Management of DevSecOps Process: An Empirical Investigation

Abstract

Context: DevSecOps integrates security into the DevOps project lifecycle, uniting development, operations, and security practices. This integration, while beneficial for developing secure software, introduces complexity from a project management perspective. This study delves into this complexity by examining the ten knowledge areas of the Project Management Body of Knowledge (PMBOK) within the context of DevSecOps project management.
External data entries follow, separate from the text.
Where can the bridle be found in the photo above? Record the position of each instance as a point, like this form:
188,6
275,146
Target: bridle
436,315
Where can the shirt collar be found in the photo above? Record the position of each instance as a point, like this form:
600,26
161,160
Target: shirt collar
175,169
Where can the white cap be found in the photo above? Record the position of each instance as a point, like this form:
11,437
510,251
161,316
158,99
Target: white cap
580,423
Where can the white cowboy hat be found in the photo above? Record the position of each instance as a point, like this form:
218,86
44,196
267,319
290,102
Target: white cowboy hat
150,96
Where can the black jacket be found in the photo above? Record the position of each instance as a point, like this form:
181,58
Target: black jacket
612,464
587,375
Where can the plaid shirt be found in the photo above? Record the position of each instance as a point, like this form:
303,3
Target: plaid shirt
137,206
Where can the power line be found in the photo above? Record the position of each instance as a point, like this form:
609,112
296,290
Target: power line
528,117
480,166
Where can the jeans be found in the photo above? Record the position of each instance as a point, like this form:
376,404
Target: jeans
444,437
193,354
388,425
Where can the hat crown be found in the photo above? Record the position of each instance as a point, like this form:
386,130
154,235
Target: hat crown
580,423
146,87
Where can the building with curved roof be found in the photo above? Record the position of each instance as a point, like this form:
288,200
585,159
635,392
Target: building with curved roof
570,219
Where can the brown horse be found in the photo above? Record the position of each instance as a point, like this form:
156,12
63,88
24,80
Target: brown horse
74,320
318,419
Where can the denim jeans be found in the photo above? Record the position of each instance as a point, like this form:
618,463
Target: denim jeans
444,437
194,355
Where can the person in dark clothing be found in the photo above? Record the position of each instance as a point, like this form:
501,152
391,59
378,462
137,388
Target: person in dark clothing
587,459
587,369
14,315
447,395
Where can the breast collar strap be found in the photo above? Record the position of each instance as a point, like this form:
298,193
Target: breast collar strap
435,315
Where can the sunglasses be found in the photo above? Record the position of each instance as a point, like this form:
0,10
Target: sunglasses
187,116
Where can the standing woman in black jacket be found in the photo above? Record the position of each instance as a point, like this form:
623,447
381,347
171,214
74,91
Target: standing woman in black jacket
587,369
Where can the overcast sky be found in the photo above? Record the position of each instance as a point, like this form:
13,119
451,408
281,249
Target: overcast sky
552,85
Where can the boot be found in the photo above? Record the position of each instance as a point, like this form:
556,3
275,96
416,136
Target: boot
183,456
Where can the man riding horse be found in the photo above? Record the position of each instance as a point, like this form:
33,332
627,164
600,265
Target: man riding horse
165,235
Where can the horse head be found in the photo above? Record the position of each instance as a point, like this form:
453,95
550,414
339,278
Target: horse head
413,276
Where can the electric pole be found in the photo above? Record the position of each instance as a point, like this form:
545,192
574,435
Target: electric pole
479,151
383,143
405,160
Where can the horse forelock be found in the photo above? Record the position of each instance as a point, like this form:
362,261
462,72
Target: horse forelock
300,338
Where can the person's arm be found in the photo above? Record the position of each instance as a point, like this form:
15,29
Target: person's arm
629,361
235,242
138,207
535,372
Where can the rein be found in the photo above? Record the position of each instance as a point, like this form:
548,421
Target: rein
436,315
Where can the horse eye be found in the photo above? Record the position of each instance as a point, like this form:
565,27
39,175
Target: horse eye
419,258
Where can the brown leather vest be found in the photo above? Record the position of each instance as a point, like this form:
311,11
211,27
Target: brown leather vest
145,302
Objective: This study aims to explore and understand the application of PMBOK's ten knowledge areas in managing DevSecOps projects, focusing on the guidelines that are important to consider in integration of security practices throughout the development lifecycle. Method: Our research approach involved two phases: Firstly, we developed a theoretical model grounded in DevSecOps guidelines identified from existing literature. Secondly, we conducted a quantitative survey targeting industry practitioners to gather insights into the practical application of the theoretical model. The study involved 138 responses from professionals, which were subsequently analyzed using correlation and Partial Least Squares (PLS) analysis to test the hypotheses posited in the theoretical model. Results: The analysis reveals critical insights into the management of DevSecOps projects, highlighting the importance of adhering to specific guidelines to navigate the complexities introduced by the integration of security practices. The empirical data support the theoretical model, underscoring the relevance of PMBOK's knowledge areas in the successful management of DevSecOps projects. Conclusion: For organizations committed to the DevSecOps paradigm, it is imperative to consider and implement the identified guidelines. These guidelines not only support the sustainable integration of security practices into DevOps projects but also contribute to the overall success and security of the software developed under this paradigm.